• Application Note

Enantiomeric Separation of the Active Metabolite of Risperidone and its Application for Monitoring Metabolic Stability using UPC2/MS/MS

Enantiomeric Separation of the Active Metabolite of Risperidone and its Application for Monitoring Metabolic Stability using UPC2/MS/MS

  • Jennifer Simeone
  • Yun Alelyunas
  • Mark Wrona
  • Paul D. Rainville
  • Waters Corporation

This is an Application Brief and does not contain a detailed Experimental section.


This application brief demonstrates to separate enantiomers of 9-hydroxyrisperidone and apply this method to monitor the formation over a metabolic time course.


The combination of UPC2 with MS detection facilitates the enantiomeric separation of 9-hydroxyrisperidone.


Many drug candidates, as well as their metabolites, contain one or more chiral centers. During the course of the drug development process, an essential step is to identify and monitor the various enantiomers that may exist. Supercritical fluid chromatography (SFC) is known to be a highly effective technique for performing chiral separations. In addition, the use of SFC provides benefits such as high efficiency, fast separations, and use of solvents that are MS compatible.

Results and Discussion

In this technology brief, we demonstrate the enantiomeric separation and detection of 9-hydroxyrisperidone, the active metabolite of risperidone, utilizing UPC2-MS/MS. Method optimization was performed using 9-hydroxyrisperidone standards in solution, then was applied to samples where risperidone was incubated with human liver microsomes. The conversion of parent to the hydroxylated metabolite was monitored. Figure 1 shows the optimized chromatography for achiral risperidone and the R and S forms of 9-hydroxyrisperidone obtained using a Waters Trefoil CEL2 3 x 150 mm, 2.5-μm column, using ammonium formate modified methanol as the co-solvent.

Figure 1. Risperidone (top) and R/S 9-Hydroxyrisperidone (bottom).

This method was then used to analyze incubated samples quenched at t = 0, 15, 30, 60, 90, and 120 min, to monitor the conversion of the parent risperidone to the 9-hydroxy metabolite. An example injection is shown in Figure 2, where the two expected peaks for the 9-hydroxy metabolite are seen at 3.92 and 4.29 min.
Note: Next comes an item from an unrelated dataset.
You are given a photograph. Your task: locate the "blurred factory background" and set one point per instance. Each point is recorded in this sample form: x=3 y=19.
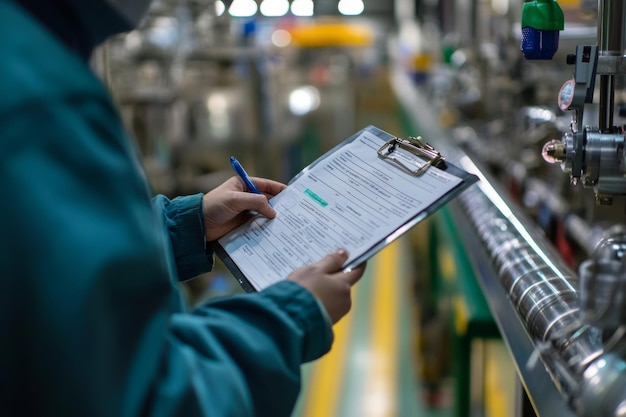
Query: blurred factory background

However, two additional peaks are seen at 4.48 and 4.76 min, which could be attributed to the minor 7-hydroxy risperidone metabolite described in the literature.1

Figure 2. Risperidone (top) and hydroxy risperidone (bottom) for t = 120 timepoint for risperidone microsomal incubation.

The peak areas obtained for the parent compound, risperidone, and the four hydroxylated metabolite peaks were plotted as a function of time. Figure 3 shows that the majority of parent conversion to metabolite has occurred by 30 min. While the absolute identity of the R and S forms were not confirmed, published data2 states that the formation of R-9-hydroxy risperidone is favored. We, therefore, postulate that the earlier eluting peak is the R form and the second peak is the S form.
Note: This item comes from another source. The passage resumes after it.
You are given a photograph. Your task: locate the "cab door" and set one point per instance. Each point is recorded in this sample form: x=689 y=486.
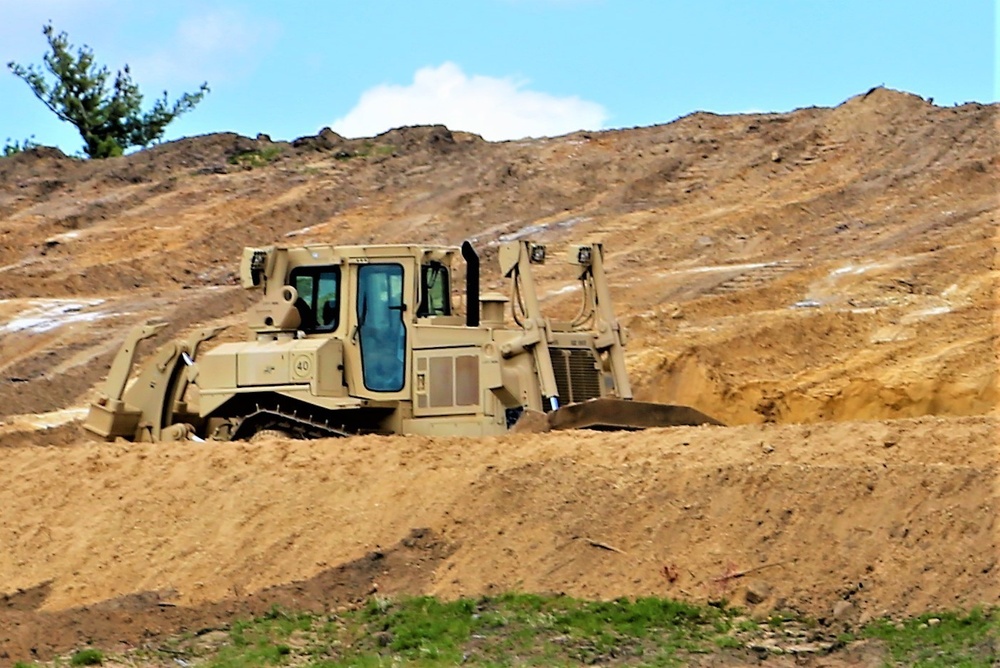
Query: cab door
x=381 y=316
Figure 3. Time plot of measured peak areas for the parent compound (risperidone) and hydroxylated metabolites for incubations quenched after 15, 30, 60, 90, and 120 minutes.


The combination of UPC2 with MS detection facilitated the enantiomeric separation of 9-hydroxyrisperidone, which is the active metabolite of risperidone. The ability to isolate the various chiral forms of a compound is an essential step during the drug development process. Additionally, we have shown that convergence chromatography can be successfully used in metabolic stability studies.
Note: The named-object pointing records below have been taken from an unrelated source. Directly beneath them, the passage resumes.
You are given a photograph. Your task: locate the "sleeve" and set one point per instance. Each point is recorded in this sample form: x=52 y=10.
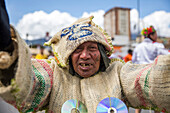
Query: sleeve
x=31 y=84
x=147 y=86
x=161 y=50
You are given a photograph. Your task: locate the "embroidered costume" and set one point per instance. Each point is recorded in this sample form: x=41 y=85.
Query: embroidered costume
x=47 y=84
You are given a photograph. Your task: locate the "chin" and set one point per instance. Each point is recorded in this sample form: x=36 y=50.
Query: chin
x=85 y=75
  1. G Mannens, ML Huang, W Meuldermans, J Hendirckx, R Woestenborghs, J Heykants. Absorption, metabolism, and excretion of risperidone in humans. Drug Metab Dispos 21: 1134-1141, 1993.
  2. N Yasui-Furukori, M Hidestrand, E Spina, G Facciola, MG Scordo, G Tybring. Different Enantioselective 9-Hydroxylation of Risperidone by the Two Human CYP2D6 and CYP3A4 Enzymes. Drug Metab Dispos 29: 1263-1268, 2001.